The State contends that the doctrine of reliction should not be applied to the lands surrounding Great Salt Lake. The doctrine of "reliction" in the law covers the situation involving the title to the land which emerges from beneath a body of water caused by a recession of the waters. The law of reliction is generally the same as that of accretion as it concerns contiguity, imperceptibility and naturalness of the process of the water's recession and the exposure of additional land. The law *393 of reliction, as well as accretion, has evolved over a long period of time and is based upon the rights of a riparian owner to have access to the water adjacent to his property.

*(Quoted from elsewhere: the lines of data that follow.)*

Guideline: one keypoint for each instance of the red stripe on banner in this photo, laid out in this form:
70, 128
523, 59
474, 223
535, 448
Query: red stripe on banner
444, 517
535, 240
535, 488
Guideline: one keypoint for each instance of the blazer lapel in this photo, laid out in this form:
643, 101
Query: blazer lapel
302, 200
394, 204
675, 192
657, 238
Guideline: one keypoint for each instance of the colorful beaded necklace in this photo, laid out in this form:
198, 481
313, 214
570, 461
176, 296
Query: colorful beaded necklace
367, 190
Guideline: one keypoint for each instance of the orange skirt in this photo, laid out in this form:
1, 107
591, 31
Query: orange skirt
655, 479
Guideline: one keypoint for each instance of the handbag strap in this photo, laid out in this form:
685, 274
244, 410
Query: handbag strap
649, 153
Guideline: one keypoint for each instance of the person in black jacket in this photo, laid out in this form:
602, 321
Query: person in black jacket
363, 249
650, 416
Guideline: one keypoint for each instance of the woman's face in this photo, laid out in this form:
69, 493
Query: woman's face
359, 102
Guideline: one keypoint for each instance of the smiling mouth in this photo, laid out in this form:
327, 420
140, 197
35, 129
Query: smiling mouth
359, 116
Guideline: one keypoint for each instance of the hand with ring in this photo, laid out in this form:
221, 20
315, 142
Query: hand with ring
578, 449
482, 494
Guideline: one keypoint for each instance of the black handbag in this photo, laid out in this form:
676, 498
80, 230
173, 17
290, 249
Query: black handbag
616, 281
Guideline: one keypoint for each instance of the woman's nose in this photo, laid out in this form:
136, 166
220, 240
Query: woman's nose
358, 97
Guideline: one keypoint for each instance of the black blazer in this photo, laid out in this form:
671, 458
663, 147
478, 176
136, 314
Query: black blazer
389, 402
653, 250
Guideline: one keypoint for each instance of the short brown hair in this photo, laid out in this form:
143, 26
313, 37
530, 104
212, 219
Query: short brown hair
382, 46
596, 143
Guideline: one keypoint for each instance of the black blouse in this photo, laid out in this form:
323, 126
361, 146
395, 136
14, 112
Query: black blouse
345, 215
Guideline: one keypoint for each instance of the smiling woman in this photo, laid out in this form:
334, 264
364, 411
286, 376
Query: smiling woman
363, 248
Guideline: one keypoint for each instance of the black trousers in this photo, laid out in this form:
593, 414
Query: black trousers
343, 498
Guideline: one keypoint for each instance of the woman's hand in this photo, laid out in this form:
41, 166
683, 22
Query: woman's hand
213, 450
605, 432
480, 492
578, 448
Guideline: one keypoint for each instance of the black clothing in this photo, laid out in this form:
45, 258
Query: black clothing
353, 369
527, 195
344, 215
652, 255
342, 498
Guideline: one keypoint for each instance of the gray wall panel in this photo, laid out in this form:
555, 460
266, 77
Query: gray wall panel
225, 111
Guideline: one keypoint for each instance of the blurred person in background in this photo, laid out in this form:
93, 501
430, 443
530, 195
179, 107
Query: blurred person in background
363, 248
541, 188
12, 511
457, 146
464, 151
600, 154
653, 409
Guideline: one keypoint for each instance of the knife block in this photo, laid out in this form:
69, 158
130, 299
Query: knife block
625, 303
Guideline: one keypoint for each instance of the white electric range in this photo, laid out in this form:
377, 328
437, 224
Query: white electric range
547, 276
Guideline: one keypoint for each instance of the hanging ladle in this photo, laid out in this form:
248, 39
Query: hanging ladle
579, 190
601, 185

The State bottoms its contention that the law of reliction should not be applied to Great Salt Lake because the water level of the lake fluctuates substantially and rapidly, rather than slowly and imperceptibly. The facts show, and the trial court found, that there have been rapid, substantial, temporary and widely fluctuating variations in the level of the lake. As illustrative of this fluctuation, the level of the lake between September 1, 1966, to December 31, 1966, was lowered more than two vertical feet, exposing more than 140,000 acres of shore lands during that period. During a 92-day period in the year 1964 the water level rose approximately 1.75 feet which resulted in submerging 120,000 acres of shore land. One of the principal causes of the fluctuations in the water level is the diversion of the waters of the tributaries of the lake for irrigation and other consumptive uses. The lake being without an outlet is more susceptible to the effects of climatic changes; the level of the lake rises substantially during wet cycles, and there is a substantial lowering of the water level during dry cycles.

In view of the unique and special conditions affecting Great Salt Lake, we agree with the trial court that the recession of the waters from the land in question has not been natural, gradual and imperceptible,[5] and that the doctrine of reliction should not be applied.

We are in accord with the decision of the district court that Great Salt Lake is a navigable body of water, and that the ownership of the bed of the lake became vested in the State of Utah at the time of its admission to the Union, and that the State is entitled to have its title quieted as to the lands which are the subject matter of this suit.

The judgment of the court below is affirmed. No costs awarded.

CALLISTER, C.J., and ELLETT, HENRIOD and CROCKETT, JJ., concur.

NOTES

[1] State Engineer v. Cowles Bros. Inc. (Nev.), 478 P.2d 159.

[2] United States v. Utah, 283 U.S. 64, 76, 51 S. Ct. 438, 75 L. Ed. 844; Shively v. Bowlby, 152 U.S. 1, 14 S. Ct. 548, 38 L. Ed. 331; United States v. Holt State Bank, 270 U.S. 49, 46 S. Ct. 197, 70 L. Ed. 465; The Daniel Ball, 77 U.S. (10 Wall) 557, 19 L. Ed. 999; State Engineer v. Cowles Bros. Inc., supra.

[3] Utah v. United States, 403 U.S. 9, 91 S. Ct. 1775, 29 L. Ed. 2d 279 (1971).

[4] McGilvra v. Ross, 215 U.S. 70, 30 S. Ct. 27, 54 L. Ed. 95; County of St. Clair v. Lovingston, 23 Wall (90 U.S.) 46, 23 L. Ed. 59.

[5] Martin v. Busch, 93 Fla. 535, 112 So. 274; Hillebrand v. Knapp, 65 S.D. 414, 274 N.W. 821, 5A Thompson on Real Property, Sec. 2563 (1957 Replacement).